Meteora is an area in northern Greece which name translates literally to mean ‘suspended in the air’. The region is famous for the incredible monolith rock formations that dominate the dramatic, almost alien landscape, and is one of the most spectacular formations in the world. Even more impressive is that humans built monasteries on top of and into these huge rocks in the 13th century, in order to guarantee safety and eventually repeal attacks from the Ottoman Empire.
We were awestruck for three nights in a small town built directly underneath Meteora; Kastraki, and its close neighbour Kalambaka.
We arrived via train with OSE from Athens. Our return tickets were €28 each and the journey was scheduled to take 5.5 hours.

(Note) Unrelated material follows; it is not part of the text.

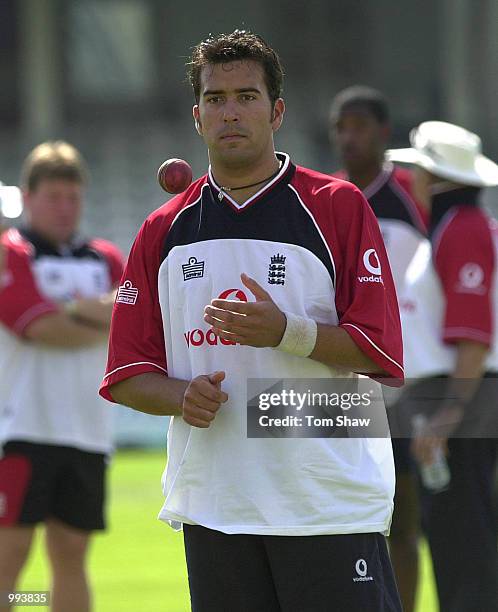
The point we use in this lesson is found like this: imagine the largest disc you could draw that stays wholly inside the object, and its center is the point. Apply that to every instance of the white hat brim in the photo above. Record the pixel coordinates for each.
(11, 204)
(483, 174)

We managed to get the correct train, despite no actual signs or information at all, and only arrived in Kalambaka about an hour late, after a lengthy train change in Trikala. We grabbed a taxi from Kalambaka station to our accommodation in Kastraki for €5. The trains are comfortable although the toilets were horrific; a common theme in Greece.
We were informed by our kind hosts in Athens that the return journey we paid for was actually cancelled due to a train strike. The strike meant we were forced to buy one-way bus tickets to Athens with KTEL, which cost an outrageous €31.50 each. It also meant we had no option to get a refund on our train tickets, since we had to leave Greece before the stations re-opened. That is if they offer refunds….who knows. The lack of information is another common theme.

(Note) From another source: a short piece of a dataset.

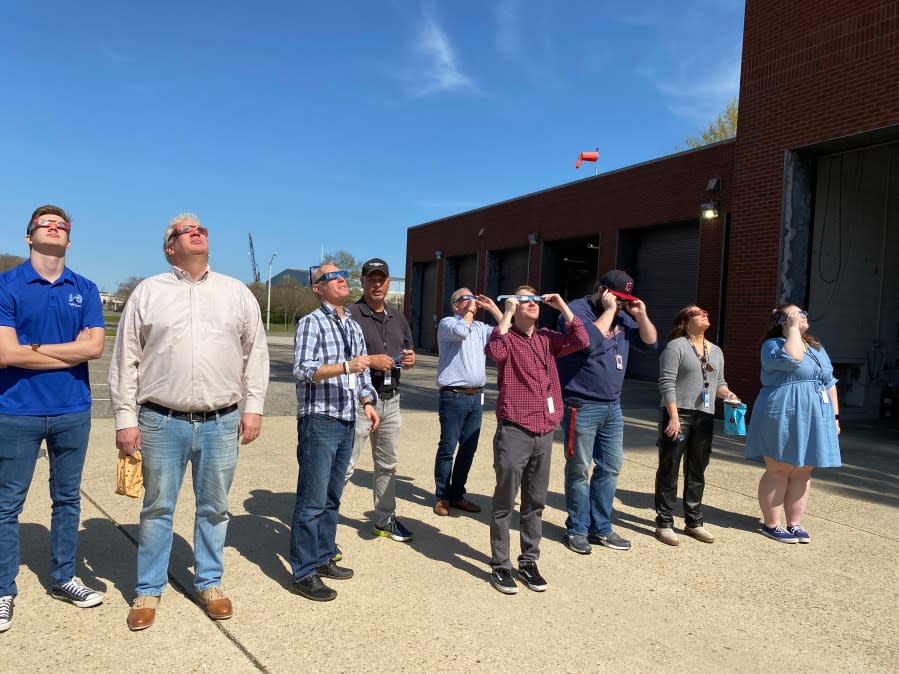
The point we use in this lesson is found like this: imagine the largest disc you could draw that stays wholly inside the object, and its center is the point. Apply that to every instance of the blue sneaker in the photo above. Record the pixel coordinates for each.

There are frequent buses between Athens and Kalambaka, probably for an obscene amount of money, and the journey takes roughly the same time as the train. The buses are normal buses, neither great nor bad.

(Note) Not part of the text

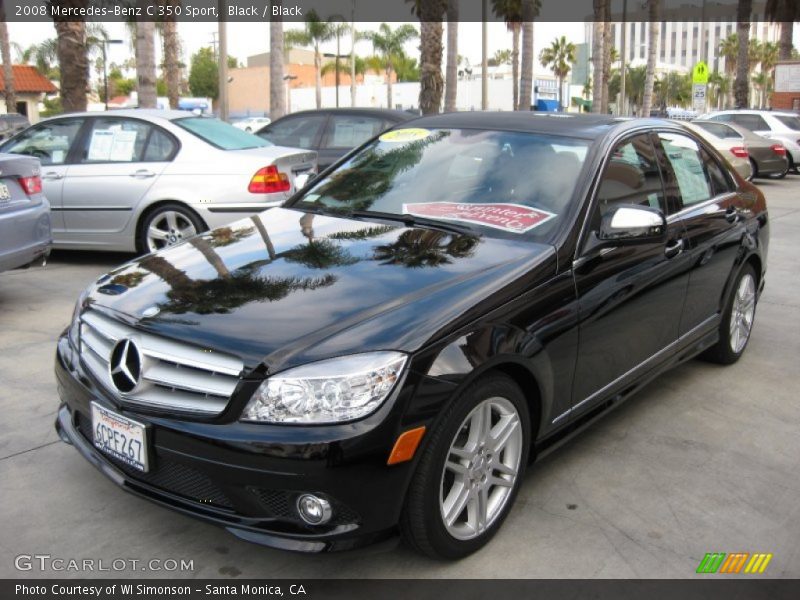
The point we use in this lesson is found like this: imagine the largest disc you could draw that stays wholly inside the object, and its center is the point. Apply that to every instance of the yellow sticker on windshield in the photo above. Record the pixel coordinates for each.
(412, 134)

If we were to do it again, we would hire a car and drive. Transport in Greece is too flakey and unpredictable to rely on, and a rental car would have saved us time and money in hindsight.
From Thessaloniki there are all the same connections, but the journey is more like 2.5 hours.
Once you are in Meteora, getting around depends on how adventurous you want to be and how fit you are. We managed it walking, which is how I would recommend seeing the area. The hiking tracks that provide a perspective that the roads don’t, but mean long days up and down big hills. There are local buses but they aren’t frequent enough to be convenient. Driving means parking, and you also miss out on appreciating the full scale of the area. There are taxis available; from Kastraki to the best sunset point is about €7 one way.
Hint – If you are flexible with train departure times you could save around 50% on ticket prices.
Meteora is a popular place to visit, but the towns are very small. Thankfully the locals don’t take too much advantage of the isolation and prices are almost always fair. We stayed at San Giorgio Villa for €33 per night, which is the cheap end of the scale, and it had a shared kitchen where we could cook our own meals. We were based in Kastraki, which meant a 20 minute walk or a five minute taxi to Kalambaka, but we were right at the entrance to the Meteora hiking path and other tracks around the area.
There is a hostel in Kalambaka, although it is quite new. You can get dorm room beds from €11 per night at Hostel Greco. Otherwise you can find hostels in Trikala, which is about 30 minutes away.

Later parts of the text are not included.